Interestingly, prominent differential methylation of three members of the zinc finger gene family, ZNF14, ZNF160 and ZNF420, has been identified as suitable to detect HNSCC with 100 % specificity in primary tissue and saliva samples; subsequently, the three ZNF methylation signature was validated using the 273 TCGA cohort [185]. For most of the methylomics driven studies of HNSCC [183, 185, 188, 189], few cases were analyzed (particularly for HPV+ cases) and additional work is needed to better understanding and interpret the various methylation patterns. How methylomics data is going to be integrated into clinical practice for HNSCC remains to be seen, although prognostic and diagnostic potential of such information is apparent in some cancer types [181, 185, 190]. No DNA methylation markers for HNSCC have been accepted for clinical use to date [185].

Conclusions

Detailed profiling of HNSCC by the TCGA network and other research groups has greatly enhanced our understanding of this malignancy. First and foremost, the composite results have highlighted the tremendous inter- and intra-tumor heterogeneity, complicated by the increasing incidence of HPV-associated tumors. Efforts have started to focus on classifying tumors based on molecular profiles [191193]; however, inroads in terms of improved survival have not substantially materialized yet. The next phase is likely to require multi-platform analysis of many more HPV- and HPV+ tumors, ideally sufficient to cover each anatomic site to enable actionable conclusions. In parallel, laboratory research and clinical trials have to continue to provide data that can guide therapeutic strategies based on molecularly defined parameters and higher-order interactions.
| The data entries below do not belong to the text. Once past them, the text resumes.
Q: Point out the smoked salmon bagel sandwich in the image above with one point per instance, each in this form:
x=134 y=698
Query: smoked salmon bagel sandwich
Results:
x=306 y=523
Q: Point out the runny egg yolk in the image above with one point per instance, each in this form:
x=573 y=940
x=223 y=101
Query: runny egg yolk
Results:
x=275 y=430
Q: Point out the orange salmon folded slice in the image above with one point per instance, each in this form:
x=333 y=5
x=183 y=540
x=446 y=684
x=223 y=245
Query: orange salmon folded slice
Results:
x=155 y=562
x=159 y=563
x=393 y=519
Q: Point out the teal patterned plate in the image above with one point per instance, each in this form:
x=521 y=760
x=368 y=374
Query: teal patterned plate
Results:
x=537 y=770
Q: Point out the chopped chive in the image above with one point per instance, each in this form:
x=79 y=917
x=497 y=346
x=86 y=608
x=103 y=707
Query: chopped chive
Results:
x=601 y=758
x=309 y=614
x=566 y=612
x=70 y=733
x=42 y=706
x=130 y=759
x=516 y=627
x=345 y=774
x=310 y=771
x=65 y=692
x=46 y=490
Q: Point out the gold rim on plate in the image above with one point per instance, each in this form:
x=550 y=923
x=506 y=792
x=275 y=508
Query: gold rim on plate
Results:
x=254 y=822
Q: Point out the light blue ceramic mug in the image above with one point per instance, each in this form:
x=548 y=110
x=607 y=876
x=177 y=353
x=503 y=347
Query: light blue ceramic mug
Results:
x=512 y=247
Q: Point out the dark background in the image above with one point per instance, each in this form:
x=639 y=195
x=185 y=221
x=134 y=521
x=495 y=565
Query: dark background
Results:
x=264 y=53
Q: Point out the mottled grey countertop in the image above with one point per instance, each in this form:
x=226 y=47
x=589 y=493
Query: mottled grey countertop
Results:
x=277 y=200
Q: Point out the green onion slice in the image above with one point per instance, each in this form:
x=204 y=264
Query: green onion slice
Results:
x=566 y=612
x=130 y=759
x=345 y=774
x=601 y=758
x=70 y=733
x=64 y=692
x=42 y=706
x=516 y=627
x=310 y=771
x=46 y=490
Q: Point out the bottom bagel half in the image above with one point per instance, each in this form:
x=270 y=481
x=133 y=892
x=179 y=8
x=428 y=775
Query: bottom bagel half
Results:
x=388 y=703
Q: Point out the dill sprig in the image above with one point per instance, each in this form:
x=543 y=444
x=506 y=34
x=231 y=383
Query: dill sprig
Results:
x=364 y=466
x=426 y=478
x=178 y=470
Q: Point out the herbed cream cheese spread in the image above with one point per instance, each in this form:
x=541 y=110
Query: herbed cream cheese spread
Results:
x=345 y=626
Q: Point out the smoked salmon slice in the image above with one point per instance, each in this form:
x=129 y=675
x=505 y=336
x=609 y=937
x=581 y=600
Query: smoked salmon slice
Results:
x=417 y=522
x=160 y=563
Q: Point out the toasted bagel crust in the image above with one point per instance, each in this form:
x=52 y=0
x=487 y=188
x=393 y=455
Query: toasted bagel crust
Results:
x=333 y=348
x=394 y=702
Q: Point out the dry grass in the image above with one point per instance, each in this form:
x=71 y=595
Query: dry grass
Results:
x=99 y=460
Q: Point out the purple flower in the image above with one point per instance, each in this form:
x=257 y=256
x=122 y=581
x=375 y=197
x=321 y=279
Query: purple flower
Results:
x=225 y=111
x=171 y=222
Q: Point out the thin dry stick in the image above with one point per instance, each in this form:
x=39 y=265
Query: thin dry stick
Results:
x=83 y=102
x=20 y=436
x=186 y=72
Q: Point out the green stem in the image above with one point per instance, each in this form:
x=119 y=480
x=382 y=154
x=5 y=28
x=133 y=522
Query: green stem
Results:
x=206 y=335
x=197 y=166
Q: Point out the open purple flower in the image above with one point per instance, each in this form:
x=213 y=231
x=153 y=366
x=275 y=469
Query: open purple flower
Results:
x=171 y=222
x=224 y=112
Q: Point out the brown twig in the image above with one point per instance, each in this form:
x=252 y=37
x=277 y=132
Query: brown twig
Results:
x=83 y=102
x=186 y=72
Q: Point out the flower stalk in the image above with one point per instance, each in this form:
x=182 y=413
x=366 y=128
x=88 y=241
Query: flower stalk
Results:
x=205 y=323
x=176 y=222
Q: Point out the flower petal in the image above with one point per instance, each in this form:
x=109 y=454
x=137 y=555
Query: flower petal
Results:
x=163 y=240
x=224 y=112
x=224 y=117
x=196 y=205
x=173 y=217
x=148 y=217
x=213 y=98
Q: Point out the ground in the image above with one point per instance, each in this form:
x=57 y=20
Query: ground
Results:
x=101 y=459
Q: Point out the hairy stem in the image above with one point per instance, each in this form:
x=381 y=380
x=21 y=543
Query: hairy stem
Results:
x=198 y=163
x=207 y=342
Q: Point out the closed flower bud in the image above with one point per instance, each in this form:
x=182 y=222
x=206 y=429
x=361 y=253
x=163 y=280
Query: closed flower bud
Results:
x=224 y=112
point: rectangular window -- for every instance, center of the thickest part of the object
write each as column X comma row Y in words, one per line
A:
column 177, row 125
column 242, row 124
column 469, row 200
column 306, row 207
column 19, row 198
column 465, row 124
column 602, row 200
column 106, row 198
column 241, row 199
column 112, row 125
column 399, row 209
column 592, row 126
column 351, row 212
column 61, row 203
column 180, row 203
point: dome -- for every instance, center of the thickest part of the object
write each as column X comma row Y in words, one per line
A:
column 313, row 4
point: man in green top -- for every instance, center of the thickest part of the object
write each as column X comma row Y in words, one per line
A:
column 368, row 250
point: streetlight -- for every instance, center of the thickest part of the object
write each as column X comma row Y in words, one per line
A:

Progress continues to be made and the status quo for patients with HNSCC is likely to continue to improve over the next decade.

The greatest potential therapeutic advantage to come from the detailed parsing of HNSCC heterogeneity is advanced and eventually precise treatment with immunotherapy. For example, consistent identification of tumors with highly immunogenic alterations would significantly help guide therapeutic decision-making [194]. Immunotherapy has been remarkably successful against many types of cancer, with particularly striking successes against other carcinogen-associated cancers, such as lung cancer [169, 195] and melanoma [170, 196]. High mutation burden, common for many sub-types of HNSCC [19, 24, 25], and carcinogen-associated genomic profiles seems to correlate with higher efficacy of immunotherapy [194, 197]. Leveraging and advancing current knowledge to optimize selection of HNSCC cases for treatment with immunotherapy should be a top priority and could greatly enhance the many ongoing clinical trials [12]. The perhaps most promising approach to eradicate HPV+ HNSCC is extended use of the available vaccine, which currently appears to be successful in reducing rates of cervical cancer [198, 199] and would presumably be as successful in reducing the rate of HPV+ HNSCC.